In remembering we honor those who perished, so here’s my story from September 11…
On that beautiful September morning, I stepped out of my apartment at 5th & Constitution just like any other Tuesday. I was headed to the United States Senate, where I worked at the time. But on Tuesdays we had a Bible study in the Dirksen cafeteria before work, so I left early. It was cooler then, starting to feel like fall. Finally.
But when the Bible study was over, and I got to the office, the tragedy had already started. The TV in the front office showed a gaping hole in the side of the World Trade Center. My boss, Senator Richard Shelby (R-AL) was a senior member of the Appropriations Transportation subcommittee, so committee staffers were already in the office working on what was clearly an FAA issue. Some small plane, we reasoned, had been lost, or lost power, and accidentally crashed into the tower.
We went into our regular morning staff meeting at exactly 9:00 am. And as we sat there, our legislative counsel kept an eye on the tv just outside the conference room.
Until he jumped from his chair. The second plane had just hit the second tower.
This was not an FAA issue. We were under attack.
Senator Shelby was also Vice-Chairman of the Intelligence committee. Soon he left for the secure committee office to huddle with staff there, and we left for our desks.
Almost every desk in the Senate has a TV next to it, so staff can watch the floor on CSPAN to know when a vote is coming up. That morning every channel showed the same view: reporters on rooftops with plumes of black smoke billowing behind them.
In that surreal moment, I don’t exactly remember when we found out about the Pentagon. We watched in horror as the first tower collapsed as well. It was about the time they finally evacuated us. News of another inbound plane finally prompted Capitol Police to take action.
As we left the office, I heard a loud boom. Looking across the street at the Capitol dome, I thought it was another bomb, but later found out it was the sound of several floors of concrete collapsing within the charred rubble of the Pentagon.
With all of the bridges closed across the Potomac, several friends from Virginia came to my apartment three blocks away. And we spent the day there, talking to family and friends back home. Checking on friends in other offices. Are you okay? Do you know anyone at the Pentagon? Are there any other attacks?
That afternoon, I walked to the market. Police had pulled multiple cars across the roads around the Capitol, and they were armed to the hilt. I bought a pack of chicken breasts and took it back to grill. One of my co-workers had taken a legal pad and wrote her grocery list. We had nothing else to do. For people who had left our homes and families to come to Washington to serve the American people, we were helpless, so we did the best we could to pass the time.

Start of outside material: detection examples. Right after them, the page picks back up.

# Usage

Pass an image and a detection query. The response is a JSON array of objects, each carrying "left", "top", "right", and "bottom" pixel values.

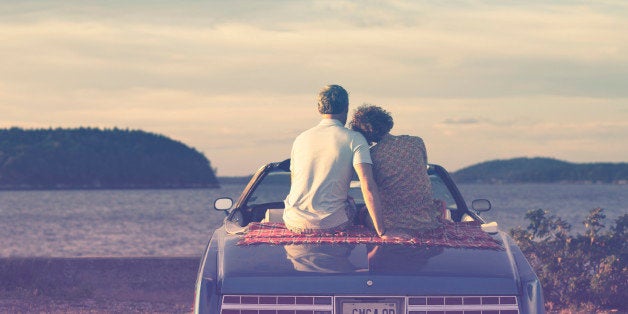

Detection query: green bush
[{"left": 510, "top": 208, "right": 628, "bottom": 313}]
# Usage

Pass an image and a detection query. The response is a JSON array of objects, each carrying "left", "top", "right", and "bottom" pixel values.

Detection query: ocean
[{"left": 0, "top": 184, "right": 628, "bottom": 257}]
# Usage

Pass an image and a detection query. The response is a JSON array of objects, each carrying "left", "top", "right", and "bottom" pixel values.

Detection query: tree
[{"left": 510, "top": 208, "right": 628, "bottom": 311}]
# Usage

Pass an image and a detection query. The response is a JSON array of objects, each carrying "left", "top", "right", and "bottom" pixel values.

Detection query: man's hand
[{"left": 353, "top": 163, "right": 386, "bottom": 239}]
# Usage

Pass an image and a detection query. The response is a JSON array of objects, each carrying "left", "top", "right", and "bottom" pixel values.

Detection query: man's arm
[{"left": 353, "top": 163, "right": 386, "bottom": 237}]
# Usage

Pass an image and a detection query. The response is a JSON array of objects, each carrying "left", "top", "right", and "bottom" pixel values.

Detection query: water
[{"left": 0, "top": 184, "right": 628, "bottom": 257}]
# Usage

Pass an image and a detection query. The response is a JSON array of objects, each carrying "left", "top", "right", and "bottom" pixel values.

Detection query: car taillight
[
  {"left": 407, "top": 296, "right": 519, "bottom": 314},
  {"left": 221, "top": 295, "right": 519, "bottom": 314},
  {"left": 221, "top": 295, "right": 333, "bottom": 314}
]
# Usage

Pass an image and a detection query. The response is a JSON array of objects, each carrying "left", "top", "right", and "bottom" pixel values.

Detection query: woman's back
[{"left": 371, "top": 134, "right": 442, "bottom": 230}]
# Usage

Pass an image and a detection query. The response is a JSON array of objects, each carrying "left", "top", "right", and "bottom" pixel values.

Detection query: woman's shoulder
[{"left": 396, "top": 135, "right": 425, "bottom": 145}]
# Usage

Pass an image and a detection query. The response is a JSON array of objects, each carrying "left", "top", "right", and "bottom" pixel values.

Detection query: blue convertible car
[{"left": 194, "top": 160, "right": 545, "bottom": 314}]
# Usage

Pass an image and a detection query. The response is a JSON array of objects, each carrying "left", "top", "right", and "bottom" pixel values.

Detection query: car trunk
[{"left": 218, "top": 236, "right": 519, "bottom": 295}]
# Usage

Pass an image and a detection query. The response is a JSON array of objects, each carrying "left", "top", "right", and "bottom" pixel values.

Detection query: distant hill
[
  {"left": 452, "top": 157, "right": 628, "bottom": 183},
  {"left": 0, "top": 128, "right": 218, "bottom": 189}
]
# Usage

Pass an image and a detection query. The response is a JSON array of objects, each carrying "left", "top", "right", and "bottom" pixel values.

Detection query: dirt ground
[{"left": 0, "top": 257, "right": 200, "bottom": 313}]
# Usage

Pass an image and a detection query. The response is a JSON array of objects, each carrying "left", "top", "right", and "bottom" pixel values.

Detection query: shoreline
[{"left": 0, "top": 257, "right": 200, "bottom": 313}]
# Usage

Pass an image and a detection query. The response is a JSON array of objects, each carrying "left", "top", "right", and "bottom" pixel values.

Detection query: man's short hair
[{"left": 318, "top": 85, "right": 349, "bottom": 114}]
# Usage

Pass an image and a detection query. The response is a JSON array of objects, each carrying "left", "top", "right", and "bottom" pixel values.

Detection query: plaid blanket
[{"left": 238, "top": 221, "right": 503, "bottom": 250}]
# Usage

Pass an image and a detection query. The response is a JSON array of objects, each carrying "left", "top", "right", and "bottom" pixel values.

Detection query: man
[{"left": 283, "top": 85, "right": 386, "bottom": 237}]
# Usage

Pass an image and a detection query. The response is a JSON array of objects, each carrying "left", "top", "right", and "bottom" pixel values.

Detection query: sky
[{"left": 0, "top": 0, "right": 628, "bottom": 176}]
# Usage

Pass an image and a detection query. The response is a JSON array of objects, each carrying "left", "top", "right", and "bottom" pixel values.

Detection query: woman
[{"left": 350, "top": 105, "right": 443, "bottom": 233}]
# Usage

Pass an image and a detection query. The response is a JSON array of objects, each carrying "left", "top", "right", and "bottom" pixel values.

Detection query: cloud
[{"left": 442, "top": 118, "right": 480, "bottom": 125}]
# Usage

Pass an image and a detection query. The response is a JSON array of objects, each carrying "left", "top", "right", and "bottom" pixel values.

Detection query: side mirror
[
  {"left": 214, "top": 197, "right": 233, "bottom": 211},
  {"left": 471, "top": 198, "right": 491, "bottom": 215}
]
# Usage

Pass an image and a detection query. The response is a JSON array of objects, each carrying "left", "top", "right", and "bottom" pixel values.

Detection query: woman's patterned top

That night, the members of the Senate, who just the day before had been at each others throats, stood shoulder to shoulder on the steps of the Capitol and sang God Bless America.
The next day, we went to work. Showing up, under armed guards and heavy searches, was all we could do to show our patriotism. We saw images of celebrating in the Middle East. I talked to the Senate Chaplain about joining the Army.
But mostly, we were just there. And on that day, September 12, that was enough.